In my player I have or intend to switch between HTTP Dynamic Streaming (HDS) and MP4 based on load and realtime log parsing Apache using awk/cron instead of licensing Adobe's Access product for stream protection .. both have unique 'onmetadata' handlers.. but in the end I receive sequenced time/byte hashes virtually equivalent. Just MP4 is slower. So mod_origin is just a synchronizer / request router for Flash clients (over http). I'm still looking for ways to speed up mp4-container-based playback. One incredible solution I read this recently and was rather awestruck by it http://zehfernando.com/2011/flash-video-frame-time-woes/ where a video editor (guy) and flash developer came up with their own mp4 timecoding solution that literally added (via Adobe Premiere script) about 50 pixels to the bottom of every video frame with a visual 'binary' stamp like a frame barcode.. and those binary values translate into highly-accurate timecode values. So Flash could analyze the video frames as they were painted (realtime) and determine precisely where the player was and what bytes were needed from any kind of mp4 byte-segmenting-friendly webserver. The thing is (and perhaps I'm wrong here) Flash seems to arbitrarily choose when it gets to moov data, especially on large video files (.5-1.5gigs). Even if you make sure to run your mp4 through MP4Box (i.e. MP4Box -frag 10000 -inter 0 movie.mp4) I guess this has been a problem OSMF and HDS have worked on quite well
now, though it is annoying that you need Apache and a proprietary closed-source module to use it imo. Its probably just a matter of time before open source implementations arrive as HDS is only 1-2 years old, and it just needs a little reverse engineering like that Andrew Chaaf guy with node.js + mpegts streaming (live or not).

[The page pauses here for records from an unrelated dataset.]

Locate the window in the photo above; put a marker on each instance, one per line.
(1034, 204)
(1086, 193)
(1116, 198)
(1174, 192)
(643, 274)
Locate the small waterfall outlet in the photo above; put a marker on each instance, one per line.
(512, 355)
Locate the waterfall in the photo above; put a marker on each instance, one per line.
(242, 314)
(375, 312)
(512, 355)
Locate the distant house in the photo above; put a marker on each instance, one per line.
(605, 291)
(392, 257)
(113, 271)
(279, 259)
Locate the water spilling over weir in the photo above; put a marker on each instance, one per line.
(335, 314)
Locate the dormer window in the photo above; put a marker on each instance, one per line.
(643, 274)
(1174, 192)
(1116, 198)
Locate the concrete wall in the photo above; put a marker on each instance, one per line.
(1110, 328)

In the end I may just end up using OSMF exclusively beneath my UI as it seems to have similar virtues to HDS if not more so i.e. Strobe if you need sick extensible HDS or MP4 open player platform to hack from to realize your own custom player.
Adobe's F4F format is based on MP4 files, are you able to use F4V or MP4 instead of FLV files?
There are plenty of MP4 file splitters around but you would need to make sure the timestamps in the files are continuous, maybe the pause happens when it sees a zero timestamp within the audio or video stream inside the file.